La administración del presidente de Estados Unidos, Donald Trump, decidió postergar un plan que contemplaba aliviar los aranceles aplicados a la carne vacuna importada, una medida que había sido analizada como parte de una estrategia para contener el aumento de los precios de los alimentos en el mercado estadounidense.
De acuerdo con información publicada por el Wall Street Journal, la iniciativa buscaba facilitar una mayor entrada de carne extranjera a Estados Unidos con el objetivo de incrementar la oferta disponible y reducir el costo de la carne bovina para los consumidores. Sin embargo, el proyecto encontró resistencia dentro del propio Partido Republicano y entre asociaciones de productores ganaderos, que advirtieron sobre posibles efectos negativos para la industria local.

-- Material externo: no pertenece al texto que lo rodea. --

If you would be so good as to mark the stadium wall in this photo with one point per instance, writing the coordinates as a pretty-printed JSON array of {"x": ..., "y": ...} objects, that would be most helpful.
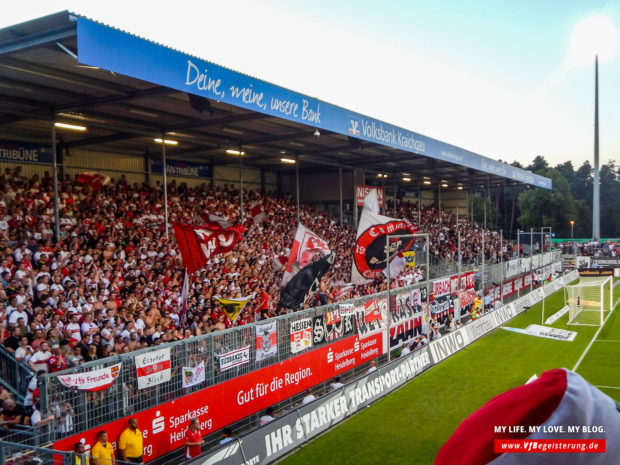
[
  {"x": 312, "y": 347},
  {"x": 137, "y": 170},
  {"x": 283, "y": 435}
]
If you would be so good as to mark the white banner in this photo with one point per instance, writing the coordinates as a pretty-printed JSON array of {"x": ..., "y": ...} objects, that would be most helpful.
[
  {"x": 441, "y": 287},
  {"x": 545, "y": 332},
  {"x": 582, "y": 262},
  {"x": 266, "y": 341},
  {"x": 235, "y": 358},
  {"x": 152, "y": 368},
  {"x": 193, "y": 375},
  {"x": 525, "y": 264},
  {"x": 301, "y": 335},
  {"x": 346, "y": 309},
  {"x": 512, "y": 268},
  {"x": 95, "y": 380}
]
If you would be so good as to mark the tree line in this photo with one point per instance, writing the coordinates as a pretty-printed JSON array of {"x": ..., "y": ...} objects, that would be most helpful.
[{"x": 524, "y": 207}]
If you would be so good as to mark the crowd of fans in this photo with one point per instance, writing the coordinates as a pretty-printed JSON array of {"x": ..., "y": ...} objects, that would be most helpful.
[
  {"x": 113, "y": 282},
  {"x": 606, "y": 249}
]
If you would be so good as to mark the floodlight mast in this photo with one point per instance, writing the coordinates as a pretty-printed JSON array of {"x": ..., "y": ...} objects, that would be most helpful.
[{"x": 426, "y": 237}]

El aplazamiento del plan pone de manifiesto el delicado equilibrio que enfrenta la Casa Blanca entre combatir la inflación y mantener el respaldo político de sectores productivos estratégicos, especialmente en estados con fuerte peso agropecuario. Los ganaderos estadounidenses sostienen que una reducción de aranceles podría generar una competencia más agresiva de proveedores internacionales y afectar los márgenes de producción internos.
Entre los países que podrían verse favorecidos por una eventual flexibilización comercial figura Brasil, uno de los mayores exportadores de carne vacuna del mundo y un actor clave en el abastecimiento global del producto. La posibilidad de ampliar el acceso al mercado estadounidense era seguida con atención por exportadores brasileños y por otros países de América Latina vinculados al negocio cárnico.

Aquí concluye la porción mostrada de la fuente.